Para el zapatismo los ayuntamientos debían tener el control sobre los asuntos locales más importantes, como la propiedad de la tierra, la policía, la administración y gobierno, por lo que rechazaban las imposiciones de las autoridades desde el centro, la consigna floresmagonista de “Tierra y libertad” no era sólo agraria, también era un posicionamiento político del desarrollo desde lo local.
EL Artículo 8 del Plan de Ayala establece que ‘La tierra es de quien la trabaja’, consigna usada en la Revolución cubana por el Che Guevara, en los territorios del sur de México controlados por el zapatismo.

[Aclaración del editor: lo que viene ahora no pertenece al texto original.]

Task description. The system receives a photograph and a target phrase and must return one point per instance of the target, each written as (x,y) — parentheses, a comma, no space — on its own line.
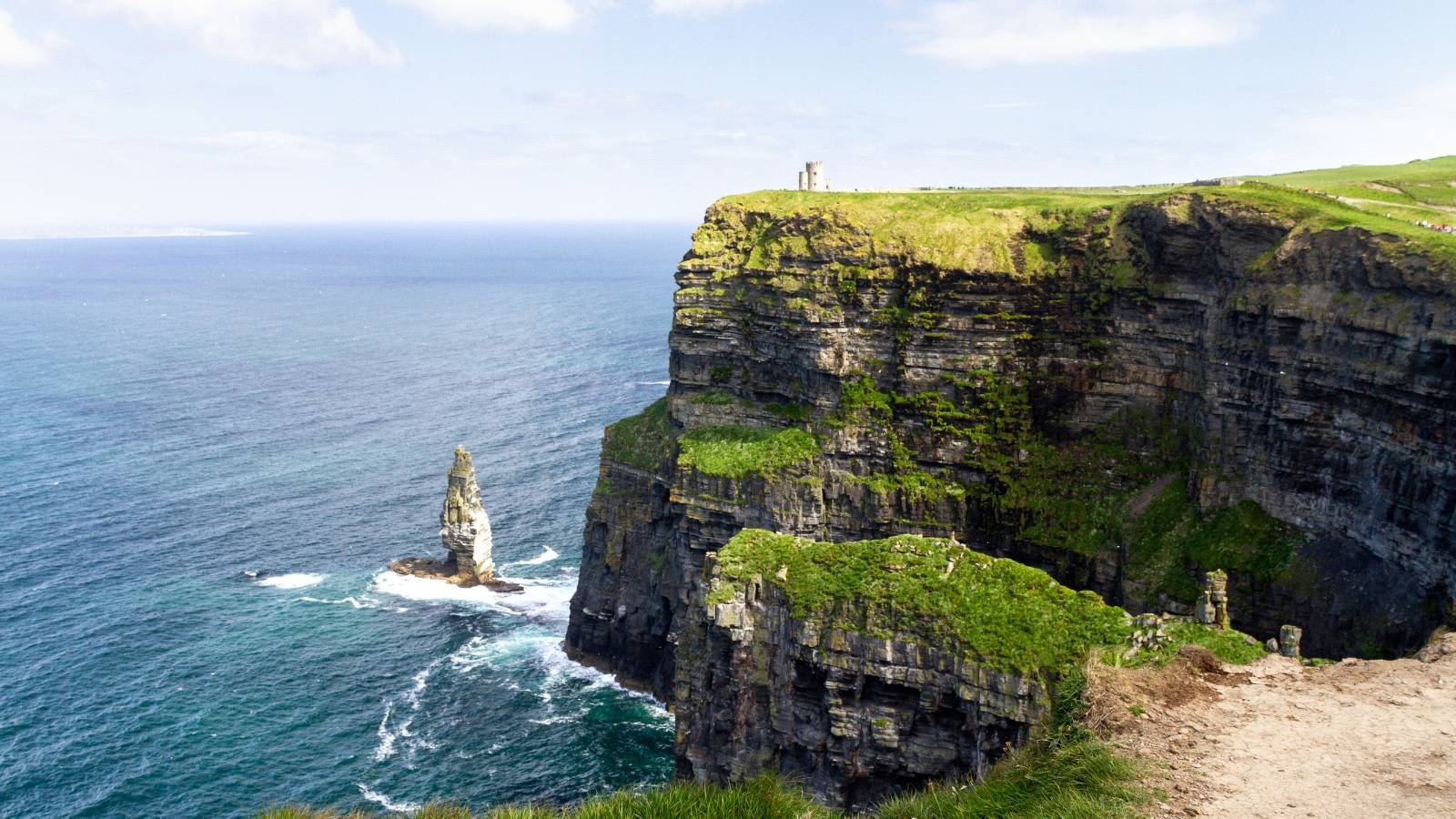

Emiliano Zapata promulgo varios documentos como la Ley Agraria y La Ley General Sobre las Libertades Municipales del 15 de septiembre de 1916, que se sintetiza en: “La libertad municipal es la primera y más importante de las instituciones democráticas, toda vez que no hay nada más natural y respetable que el derecho que tienen los vecinos de un centro cualquiera de población, para arreglar por si mismos los asuntos de la vida común y para resolver lo que mejor convenga a los intereses y localidades de la comunidad”.
Finalmente se reconocio autocríticamente que hizo falta tiempo para recabar más información en torno a la justa y necesaria reivindicación ideológica y política de más compañeros zapatistas, salto justificadamente el reclamo de que también era necesario recordar y reconcer a las mujeres de la lucha indígena que las hubo y las hay, como en su momento fue Eva Castañeda compañera de vida y lucha de Efrén Capiz y otras muchas que mercen ser recordadas y reivindicadas más ahora que es “Tiempo de Mujeres”.